Пенелопа чуть не поперхнулась от этой мысли. Как будто могла позволить себе с этим уродом лордом Берлингтоном хотя бы половину того, что позволила себе с лордом Гарри! Даже представить нечто подобное было страшно.
— У лорда Берлингтона уже есть жена, — ответила она. — Я упомянула его просто потому, что у него в доме в один прекрасный день неожиданно появилась загадочная коллекция египетских древностей.
— Я не знал, что Берлингтон — коллекционер.
— Я тоже. Все же коллекция у него там была. Изумительные вещицы. Я видела совершенно уникальную баночку для косметики из алебастра и… но, кажется, я не единственная, кто ими восхищался. Мой глупый жених тоже положил глаз на эту коллекцию. Я думала, что у него там было назначено тайное свидание с этой служанкой, но теперь убеждена, что он пришел специально, чтобы похитить ее.
— Похитить коллекцию?
— Да. Я же говорю, он ужасный тип. Украл у меня чудесное ожерелье со скарабеем… да, украл.
— У вас есть ожерелье со скарабеем?
— Уже нет… он украл его у меня! Поэтому я уверена в его сопричастности. Как странно, что все, что он крадет, как-то связано с Египтом. Кроме меня, разумеется. Хотя Энтони все же согласился позволить мне туда отправиться…
— Энтони — ваш жених?
— Энтони — мой брат. Но если он заплатит этот выкуп, чтобы вернуть меня, сомневаюсь, что когда-либо выпустит меня из своего поля зрения! Боже, как все ужасно!..
Бедный человек по-прежнему выглядел сконфуженным. Покачав седеющей головой, он надолго задумался, прежде чем задать ей очередной вопрос:
— А кто ваш жених? Раз он проявляет такой интерес к египетским древностям, наверняка я с ним где-то пересекался.

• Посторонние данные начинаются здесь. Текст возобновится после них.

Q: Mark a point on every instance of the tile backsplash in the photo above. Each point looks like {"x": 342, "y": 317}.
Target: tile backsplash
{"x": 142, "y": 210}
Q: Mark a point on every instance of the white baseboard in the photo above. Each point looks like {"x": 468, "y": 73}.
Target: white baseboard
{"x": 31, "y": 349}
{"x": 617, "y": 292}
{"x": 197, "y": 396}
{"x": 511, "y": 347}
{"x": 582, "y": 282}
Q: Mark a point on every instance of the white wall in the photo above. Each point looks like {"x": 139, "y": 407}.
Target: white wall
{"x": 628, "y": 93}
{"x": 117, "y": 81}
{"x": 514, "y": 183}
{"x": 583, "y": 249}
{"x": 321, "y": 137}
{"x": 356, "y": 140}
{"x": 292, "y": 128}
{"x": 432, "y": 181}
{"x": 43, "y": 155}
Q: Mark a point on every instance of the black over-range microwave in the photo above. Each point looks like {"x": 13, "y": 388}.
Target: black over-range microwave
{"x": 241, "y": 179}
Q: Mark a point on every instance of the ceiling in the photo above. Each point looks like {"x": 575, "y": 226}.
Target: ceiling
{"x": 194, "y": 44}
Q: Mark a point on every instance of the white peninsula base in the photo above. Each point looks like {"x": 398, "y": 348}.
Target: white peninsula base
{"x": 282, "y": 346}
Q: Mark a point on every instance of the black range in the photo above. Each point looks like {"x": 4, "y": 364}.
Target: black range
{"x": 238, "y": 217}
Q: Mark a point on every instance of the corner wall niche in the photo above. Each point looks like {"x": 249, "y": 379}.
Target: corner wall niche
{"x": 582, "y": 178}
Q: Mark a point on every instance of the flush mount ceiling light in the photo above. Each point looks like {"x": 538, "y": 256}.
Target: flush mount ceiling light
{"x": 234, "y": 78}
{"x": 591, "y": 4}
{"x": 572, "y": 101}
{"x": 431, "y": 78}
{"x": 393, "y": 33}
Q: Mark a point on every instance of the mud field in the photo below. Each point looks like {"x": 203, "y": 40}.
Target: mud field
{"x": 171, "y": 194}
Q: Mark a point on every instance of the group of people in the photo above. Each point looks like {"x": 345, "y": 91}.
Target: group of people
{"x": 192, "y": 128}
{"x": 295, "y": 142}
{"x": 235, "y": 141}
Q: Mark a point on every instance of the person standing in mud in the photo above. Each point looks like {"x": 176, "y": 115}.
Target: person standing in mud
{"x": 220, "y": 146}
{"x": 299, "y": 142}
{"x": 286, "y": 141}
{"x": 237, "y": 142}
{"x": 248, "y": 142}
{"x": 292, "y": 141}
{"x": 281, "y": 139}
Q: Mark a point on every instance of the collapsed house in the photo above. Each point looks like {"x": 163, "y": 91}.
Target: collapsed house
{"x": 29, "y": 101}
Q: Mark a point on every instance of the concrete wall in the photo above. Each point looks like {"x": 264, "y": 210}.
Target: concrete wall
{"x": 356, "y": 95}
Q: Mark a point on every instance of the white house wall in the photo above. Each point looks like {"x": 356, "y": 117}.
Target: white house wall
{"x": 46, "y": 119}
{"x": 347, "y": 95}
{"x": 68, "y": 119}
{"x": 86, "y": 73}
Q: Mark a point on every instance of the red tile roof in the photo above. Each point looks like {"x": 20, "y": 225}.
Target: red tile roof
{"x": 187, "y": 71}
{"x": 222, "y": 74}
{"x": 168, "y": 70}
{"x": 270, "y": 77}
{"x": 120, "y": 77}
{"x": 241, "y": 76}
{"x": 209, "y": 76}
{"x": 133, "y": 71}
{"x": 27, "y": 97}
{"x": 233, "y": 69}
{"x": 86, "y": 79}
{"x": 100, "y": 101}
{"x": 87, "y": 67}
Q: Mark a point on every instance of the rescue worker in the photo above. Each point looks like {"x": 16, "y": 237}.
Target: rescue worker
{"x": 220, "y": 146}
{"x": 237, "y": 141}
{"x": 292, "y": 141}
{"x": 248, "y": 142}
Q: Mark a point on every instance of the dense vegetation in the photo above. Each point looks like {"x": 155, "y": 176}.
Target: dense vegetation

— О, вы вряд ли могли подружиться с таким презренным, лживым вором и обманщиком, как он. Насколько я вижу, вы совсем другой.
— Должен признаться, мисс, что вы тоже не кажетесь мне такой, однако обручились с ним, чтобы сочетаться браком. Кто этот образец человеческой порочности, с кем вы намерены провести всю жизнь?
— Он ужасный, вы испытаете к нему отвращение.
Она бы с радостью продолжила и дальше перечислять подробности несостоятельности лорда Гарри, назвав его полное имя и адрес, но ее перебил внезапный шум, раздавшийся за дверью их маленькой камеры. Укутавшись плотнее в свою отвратительную накидку, Пенелопа попыталась встать на ноги. Ее пожилой сокамерник наклонился к ней, чтобы помочь. Он, похоже, тоже понимал, что вдвоем им было бы лучше, чем с тем, кого еще им привезли.
Припав к своему лучшему новому другу, Пенелопа сумела подняться. Человек обнял ее одной рукой, и она охотно ему это позволила, с радостью хватаясь за иллюзорное ощущение безопасности и защищенности.
В дверях что-то заскрежетало; ключ в замке. Послышались мужские голоса, отдававшие распоряжения, и звучали они отнюдь не радостно. Пенелопа взглянула на своего старшего товарища, и он по-отечески сжал ее плечо. Это могло бы помочь расслабиться, если бы она готовилась петь на вечере или встретиться с королевой, но при сложившихся обстоятельствах ей все еще хотелось плакать. И еще ее мутило. Но ни то и ни другое не могло помочь.